On the Fourier Spectrum of Symmetric Boolean Functions

It is well-known that any Boolean function f:{-1,+1}^n \to {-1,+1} can be written uniquely as a polynomial f(x) = \sum_{S subset [n]} f_s \prod_{i in S} x_i. The collection of coefficients (f_S's) this expression are referred to (with good reason) as the Fourier spectrum of f. The Fourier spectrum has played a central role in modern computer science by converting combinatorial and algorithmic questions about f into algebraic or analytic questions about the spectrum.

In this talk I will focus on a basic feature of the Fourier spectrum, namely the minimal Fourier degree, or the size of the smallest non-empty set S such that f_S is non-zero.

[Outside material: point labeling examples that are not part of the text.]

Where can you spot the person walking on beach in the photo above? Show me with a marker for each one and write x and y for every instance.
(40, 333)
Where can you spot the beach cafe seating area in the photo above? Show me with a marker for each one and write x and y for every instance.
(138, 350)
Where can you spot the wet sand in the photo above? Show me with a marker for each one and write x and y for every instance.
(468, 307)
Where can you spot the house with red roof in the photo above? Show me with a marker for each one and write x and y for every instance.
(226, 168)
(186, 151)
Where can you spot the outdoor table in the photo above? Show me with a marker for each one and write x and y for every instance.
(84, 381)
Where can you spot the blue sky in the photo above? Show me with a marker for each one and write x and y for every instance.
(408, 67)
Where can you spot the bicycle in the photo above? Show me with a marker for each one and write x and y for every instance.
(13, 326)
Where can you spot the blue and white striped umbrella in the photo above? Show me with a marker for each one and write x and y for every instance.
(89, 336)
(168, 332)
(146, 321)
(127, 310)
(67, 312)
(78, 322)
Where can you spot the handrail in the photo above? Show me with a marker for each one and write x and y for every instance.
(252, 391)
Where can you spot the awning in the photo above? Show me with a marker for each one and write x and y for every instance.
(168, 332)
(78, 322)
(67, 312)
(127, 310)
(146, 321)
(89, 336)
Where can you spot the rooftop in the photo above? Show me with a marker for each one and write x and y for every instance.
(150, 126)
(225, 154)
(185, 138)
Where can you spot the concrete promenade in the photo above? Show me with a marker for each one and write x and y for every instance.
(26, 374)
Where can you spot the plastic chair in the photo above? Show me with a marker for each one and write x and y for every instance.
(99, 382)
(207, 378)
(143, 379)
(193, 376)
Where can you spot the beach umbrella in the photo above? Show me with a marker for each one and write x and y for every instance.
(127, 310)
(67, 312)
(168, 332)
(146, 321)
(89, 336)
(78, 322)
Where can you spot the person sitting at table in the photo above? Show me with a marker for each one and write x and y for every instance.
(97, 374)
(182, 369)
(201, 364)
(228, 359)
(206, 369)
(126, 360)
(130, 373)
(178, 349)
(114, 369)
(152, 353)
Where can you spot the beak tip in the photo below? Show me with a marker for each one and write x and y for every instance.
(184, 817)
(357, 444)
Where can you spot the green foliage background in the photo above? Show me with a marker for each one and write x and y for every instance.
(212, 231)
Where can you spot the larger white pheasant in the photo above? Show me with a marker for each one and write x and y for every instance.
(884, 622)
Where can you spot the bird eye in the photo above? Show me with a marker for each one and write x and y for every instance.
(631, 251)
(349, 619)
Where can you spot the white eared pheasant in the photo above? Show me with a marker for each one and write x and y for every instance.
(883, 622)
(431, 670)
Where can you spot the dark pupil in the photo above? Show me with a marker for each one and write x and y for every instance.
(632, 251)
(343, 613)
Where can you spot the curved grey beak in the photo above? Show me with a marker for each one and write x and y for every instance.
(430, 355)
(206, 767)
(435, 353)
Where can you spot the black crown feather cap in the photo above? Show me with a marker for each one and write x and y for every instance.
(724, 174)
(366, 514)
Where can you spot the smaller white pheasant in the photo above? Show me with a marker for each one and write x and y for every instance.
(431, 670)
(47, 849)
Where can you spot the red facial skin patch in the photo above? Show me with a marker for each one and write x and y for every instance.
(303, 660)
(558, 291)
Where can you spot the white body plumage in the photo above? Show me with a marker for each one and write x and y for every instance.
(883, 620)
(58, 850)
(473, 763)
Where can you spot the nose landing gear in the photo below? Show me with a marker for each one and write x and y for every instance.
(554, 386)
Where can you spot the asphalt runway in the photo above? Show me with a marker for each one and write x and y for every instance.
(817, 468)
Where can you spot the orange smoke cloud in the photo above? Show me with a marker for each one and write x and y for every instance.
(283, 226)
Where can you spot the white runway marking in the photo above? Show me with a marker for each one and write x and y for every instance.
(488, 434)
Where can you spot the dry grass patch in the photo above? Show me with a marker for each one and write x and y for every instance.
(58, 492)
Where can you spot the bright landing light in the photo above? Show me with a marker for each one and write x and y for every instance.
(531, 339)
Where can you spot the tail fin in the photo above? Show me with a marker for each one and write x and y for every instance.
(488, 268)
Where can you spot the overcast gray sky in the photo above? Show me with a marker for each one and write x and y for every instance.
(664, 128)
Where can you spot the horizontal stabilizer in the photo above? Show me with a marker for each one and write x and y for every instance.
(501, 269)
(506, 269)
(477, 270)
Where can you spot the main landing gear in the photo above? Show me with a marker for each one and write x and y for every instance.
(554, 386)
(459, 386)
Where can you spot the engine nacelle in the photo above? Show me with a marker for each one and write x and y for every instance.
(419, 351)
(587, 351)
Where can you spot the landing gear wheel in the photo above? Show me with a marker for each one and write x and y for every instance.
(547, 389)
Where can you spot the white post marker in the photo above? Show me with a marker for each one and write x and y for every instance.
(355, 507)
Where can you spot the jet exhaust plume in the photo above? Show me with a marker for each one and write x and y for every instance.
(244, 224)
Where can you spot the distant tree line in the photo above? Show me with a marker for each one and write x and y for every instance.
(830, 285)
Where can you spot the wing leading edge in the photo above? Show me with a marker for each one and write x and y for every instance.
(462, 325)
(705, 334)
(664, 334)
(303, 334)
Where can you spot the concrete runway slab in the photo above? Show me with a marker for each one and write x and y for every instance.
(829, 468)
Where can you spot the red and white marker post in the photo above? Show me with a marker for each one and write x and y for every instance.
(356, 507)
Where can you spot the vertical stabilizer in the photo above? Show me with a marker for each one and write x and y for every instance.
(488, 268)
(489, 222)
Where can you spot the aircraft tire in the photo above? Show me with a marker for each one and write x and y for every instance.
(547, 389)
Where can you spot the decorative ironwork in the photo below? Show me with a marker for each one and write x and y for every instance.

For every symmetric function *except the parity function* we show that the minimal Fourier degree is at most O(Gamma(n)) where Gamma(m) < m^{0.525} is the largest gap between consecutive prime numbers in {1,...,m}. This improves the previous result of Kolountzakis et al. (Combinatorica '09) who showed that the minimal Fourier degree is at most k/log k.

As an application we obtain a new analysis of the PAC learning algorithm for symmetric juntas, under the uniform distribution, of Mossel et al. (STOC '03).
This is a joint work with Avishay Tal.